Syrian troops have stepped up their attacks on rebel-held areas across the country, opposition activists have said, as state media reported the death of one of its reporters, blaming "terrorists".
President Bashar al-Assad's forces on Sunday reportedly shelled the districts of al-Shaar and Hananu in the east of the city of Aleppo, while clashes were reported in the northern city's Salaheddin neighbourhood.
Earlier this week, rebels were forced to flee Salaheddin, one of their key strongholds in Aleppo, due to a major offensive by Assad's forces. Activists said the rebels continued to attack government forces in the district.
Fighting for the control of Aleppo, Syria's commercial hub, has been ongoing for three weeks now.
The Free Syrian Army, the country's main armed opposition group, was also reported to be in control of the northwestern town of Kafranbel.
In the Damascus province, Syria's state news agency on Sunday said one of its reporters Ali Abbas had been assassinated at his home in the Jdaidet Artouz area on Saturday night.
The report blamed an "armed terrorist group", a term the regime uses for its armed opponents. No further details were released.
Elsewhere in the province, machine gun fire was heard on Sunday in the town of al-Tel, where 15 civilians were killed in shelling and clashes a day earlier as troops tried to regain control from rebels.
Among those killed in government shelling in al-Tel is Yusuf al-Bushi, a Syrian army defector and a citizen journalist who worked with several international news organisations.
Journalists have suffered a number of casualties in the 17-month-old uprising against Assad, and in recent months there have been several attacks on pro-regime media.
Unrest in capital
In Damascus, gunfire was reported in the Qadam neighbourhood, while security forces carried out raids and arrests in the Qabr Aatka district.

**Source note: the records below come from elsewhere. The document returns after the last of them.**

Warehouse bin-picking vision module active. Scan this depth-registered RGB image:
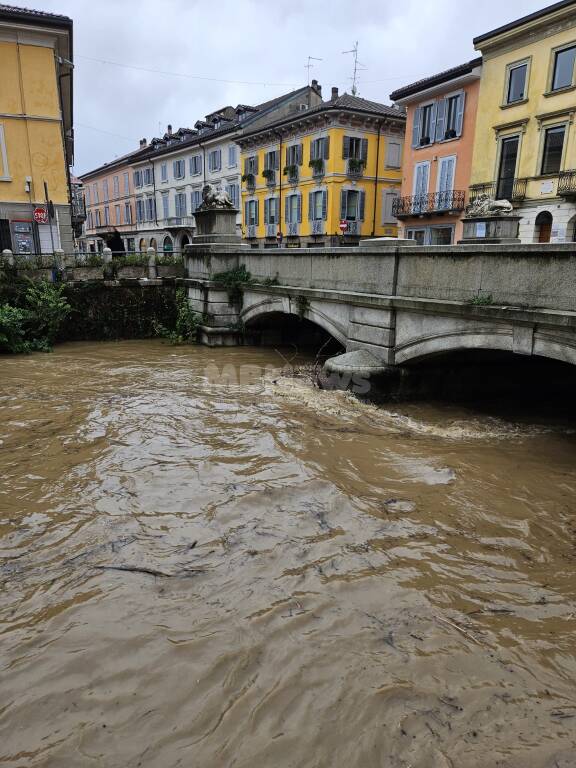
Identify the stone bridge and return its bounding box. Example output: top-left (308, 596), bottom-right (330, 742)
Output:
top-left (186, 240), bottom-right (576, 371)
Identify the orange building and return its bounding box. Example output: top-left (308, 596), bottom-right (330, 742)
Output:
top-left (390, 58), bottom-right (482, 245)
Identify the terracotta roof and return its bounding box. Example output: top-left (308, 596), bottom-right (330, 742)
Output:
top-left (390, 57), bottom-right (484, 101)
top-left (473, 0), bottom-right (576, 45)
top-left (0, 3), bottom-right (72, 27)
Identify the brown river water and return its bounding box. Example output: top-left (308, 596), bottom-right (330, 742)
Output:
top-left (0, 342), bottom-right (576, 768)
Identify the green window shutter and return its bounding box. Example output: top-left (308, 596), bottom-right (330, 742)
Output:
top-left (340, 189), bottom-right (348, 219)
top-left (456, 91), bottom-right (466, 136)
top-left (342, 136), bottom-right (350, 160)
top-left (430, 99), bottom-right (448, 141)
top-left (412, 107), bottom-right (422, 147)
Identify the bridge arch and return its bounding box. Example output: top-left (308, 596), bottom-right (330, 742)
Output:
top-left (240, 296), bottom-right (347, 347)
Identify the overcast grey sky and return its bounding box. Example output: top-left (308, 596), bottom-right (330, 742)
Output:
top-left (27, 0), bottom-right (550, 173)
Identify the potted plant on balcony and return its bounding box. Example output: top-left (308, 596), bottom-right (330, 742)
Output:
top-left (348, 157), bottom-right (364, 174)
top-left (284, 165), bottom-right (298, 181)
top-left (308, 158), bottom-right (324, 176)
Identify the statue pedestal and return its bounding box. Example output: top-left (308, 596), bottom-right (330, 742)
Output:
top-left (458, 214), bottom-right (521, 245)
top-left (192, 208), bottom-right (242, 245)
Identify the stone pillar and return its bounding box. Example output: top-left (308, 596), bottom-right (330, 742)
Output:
top-left (146, 246), bottom-right (158, 280)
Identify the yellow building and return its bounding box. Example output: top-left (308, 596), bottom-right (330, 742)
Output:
top-left (237, 88), bottom-right (406, 247)
top-left (0, 5), bottom-right (74, 253)
top-left (471, 0), bottom-right (576, 242)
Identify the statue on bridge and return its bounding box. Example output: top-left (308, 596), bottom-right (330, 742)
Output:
top-left (466, 195), bottom-right (514, 217)
top-left (200, 184), bottom-right (234, 211)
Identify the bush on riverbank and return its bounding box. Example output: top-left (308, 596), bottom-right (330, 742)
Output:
top-left (0, 280), bottom-right (72, 354)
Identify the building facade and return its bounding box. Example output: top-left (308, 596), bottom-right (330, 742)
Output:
top-left (82, 81), bottom-right (322, 252)
top-left (471, 0), bottom-right (576, 243)
top-left (238, 88), bottom-right (406, 247)
top-left (0, 5), bottom-right (74, 254)
top-left (390, 58), bottom-right (482, 245)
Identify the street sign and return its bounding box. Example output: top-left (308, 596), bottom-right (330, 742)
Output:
top-left (34, 208), bottom-right (48, 224)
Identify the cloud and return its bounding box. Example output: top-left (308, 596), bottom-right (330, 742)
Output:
top-left (28, 0), bottom-right (542, 173)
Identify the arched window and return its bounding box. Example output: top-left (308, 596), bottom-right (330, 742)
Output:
top-left (534, 211), bottom-right (554, 243)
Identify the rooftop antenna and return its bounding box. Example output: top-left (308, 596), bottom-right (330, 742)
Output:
top-left (342, 40), bottom-right (366, 96)
top-left (304, 56), bottom-right (324, 85)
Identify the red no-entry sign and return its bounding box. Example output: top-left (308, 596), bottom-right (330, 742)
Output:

Syrian troops say they have purged rebels from the capital after intense, week-long battles last month. But rebels continue to stage hit-and-run attacks and are active in the suburbs around the city.
In-depth coverage of escalating violence across Syria
The latest reports of violence came as the Arab League said it had postponed a meeting of Arab foreign ministers scheduled for Sunday to discuss the Syria crisis and to select a replacement for Kofi Annan, the UN-Arab League envoy.
Ahmed Ben Helli, the deputy Arab League chief, said the ministers, who had been due to meet in Jeddah, Saudi Arabia, would set a new date to gather.
He told the Reuters news agency that the meeting was delayed because of a minor operation undergone by Saudi Arabian Foreign Minister Prince Saud Al Faisal.
The Arab ministers meeting was to have been held before Muslim leaders meet in Saudi Arabia on Tuesday for an Organisation of Islamic Co-operation summit.
'Summary executions' in Homs
In Syria, government forces pursued a massive-scale incursion into the restive district of al-Shamas in the central city of Homs on Saturday, activists said.
The activists said that Assad loyalists had carried out summary executions in Shamas, a claim that could not be independently verified.
Rebel-held neighbourhoods in Homs have been under seige for more than two months, as shelling by government forces continues, while clashes with rebels at the edges rage.
On Sunday, activists in the southern province of Deraa posted what they said was live footage showing tanks stationed in the town of Tafas amid sounds of intermittent shelling in the background.
Activists there said they feared a "massacre" by regime loyalists.
In the northwestern province of Idlib, scores were reportedly killed on Saturday as clashes raged between government troops and rebel fighters in several towns.
They were among 148 people killed across Syria on Saturday - 85 civilians, 20 rebels and 43 soldiers, the UK-based Syrian Observatory for Human Rights said.